Experimental data confirm that the hybrid algorithms give reasonable results compared with the original algorithm, also the proposed IP can improve the performance of the original algorithms. But we note some things:

1. Because of the increasing of computational times of the algorithm, we can not take all efficient partial sequences in INS_FUN procedure, we reduce them to (p = 500) if the number exceed 500 efficient partial sequences as mentioned above. So we may lose some complete efficient solutions through this process.
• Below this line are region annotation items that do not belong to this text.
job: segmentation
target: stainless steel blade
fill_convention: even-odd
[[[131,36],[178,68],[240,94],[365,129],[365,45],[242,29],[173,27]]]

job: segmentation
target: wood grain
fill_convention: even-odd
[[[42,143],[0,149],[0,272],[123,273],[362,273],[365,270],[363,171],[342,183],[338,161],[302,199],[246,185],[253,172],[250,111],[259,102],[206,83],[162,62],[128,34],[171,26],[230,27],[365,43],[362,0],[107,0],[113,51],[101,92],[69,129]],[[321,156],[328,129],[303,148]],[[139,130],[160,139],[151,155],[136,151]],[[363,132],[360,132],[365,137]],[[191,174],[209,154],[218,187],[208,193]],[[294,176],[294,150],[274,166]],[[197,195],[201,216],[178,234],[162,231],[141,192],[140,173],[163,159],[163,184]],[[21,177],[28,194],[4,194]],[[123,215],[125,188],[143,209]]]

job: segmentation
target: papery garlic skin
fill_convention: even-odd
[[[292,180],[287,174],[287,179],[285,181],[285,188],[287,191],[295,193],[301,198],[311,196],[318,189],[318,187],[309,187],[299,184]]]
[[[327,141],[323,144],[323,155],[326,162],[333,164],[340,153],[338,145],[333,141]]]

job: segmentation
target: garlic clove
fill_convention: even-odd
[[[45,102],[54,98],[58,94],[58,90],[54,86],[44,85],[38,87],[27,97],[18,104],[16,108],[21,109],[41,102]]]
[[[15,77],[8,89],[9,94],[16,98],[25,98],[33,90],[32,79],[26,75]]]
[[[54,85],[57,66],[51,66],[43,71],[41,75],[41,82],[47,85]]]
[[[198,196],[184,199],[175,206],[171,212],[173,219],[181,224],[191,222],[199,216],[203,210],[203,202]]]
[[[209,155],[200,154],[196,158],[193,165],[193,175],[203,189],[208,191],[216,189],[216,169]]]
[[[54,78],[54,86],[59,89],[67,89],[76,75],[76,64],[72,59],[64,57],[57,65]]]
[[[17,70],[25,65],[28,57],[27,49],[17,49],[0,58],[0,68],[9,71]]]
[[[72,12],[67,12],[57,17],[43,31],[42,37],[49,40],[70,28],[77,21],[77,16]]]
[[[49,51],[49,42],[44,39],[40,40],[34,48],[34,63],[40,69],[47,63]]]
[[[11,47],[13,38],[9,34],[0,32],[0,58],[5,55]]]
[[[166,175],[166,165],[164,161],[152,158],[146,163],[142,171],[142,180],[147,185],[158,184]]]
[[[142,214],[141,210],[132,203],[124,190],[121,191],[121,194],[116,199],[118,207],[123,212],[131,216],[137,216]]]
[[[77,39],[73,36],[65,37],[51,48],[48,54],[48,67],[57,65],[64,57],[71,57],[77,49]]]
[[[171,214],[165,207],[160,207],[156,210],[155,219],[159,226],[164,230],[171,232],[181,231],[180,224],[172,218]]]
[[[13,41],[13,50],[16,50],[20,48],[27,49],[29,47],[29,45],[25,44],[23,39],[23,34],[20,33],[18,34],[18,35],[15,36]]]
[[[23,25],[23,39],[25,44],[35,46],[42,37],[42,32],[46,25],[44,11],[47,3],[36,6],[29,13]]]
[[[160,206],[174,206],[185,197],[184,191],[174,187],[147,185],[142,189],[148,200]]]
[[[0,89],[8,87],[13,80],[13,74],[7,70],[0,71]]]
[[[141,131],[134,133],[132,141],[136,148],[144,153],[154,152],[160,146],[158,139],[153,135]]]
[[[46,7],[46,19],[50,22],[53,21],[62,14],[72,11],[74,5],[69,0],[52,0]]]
2. Also because of computational times, we can not examine all neighborhood solutions of the considered (current solution) in the local search steps of the proposed hybrid algorithms, so to insure the diversity, we choose the neighborhood randomly and we use three kinds of neighborhoods for the current solution.

3. According to the two above points, we need to further improving the IP procedure for choosing reasonable best efficient partial sequences.
Further work can be done by applying the proposed IP procedure on other multiobjective algorithms.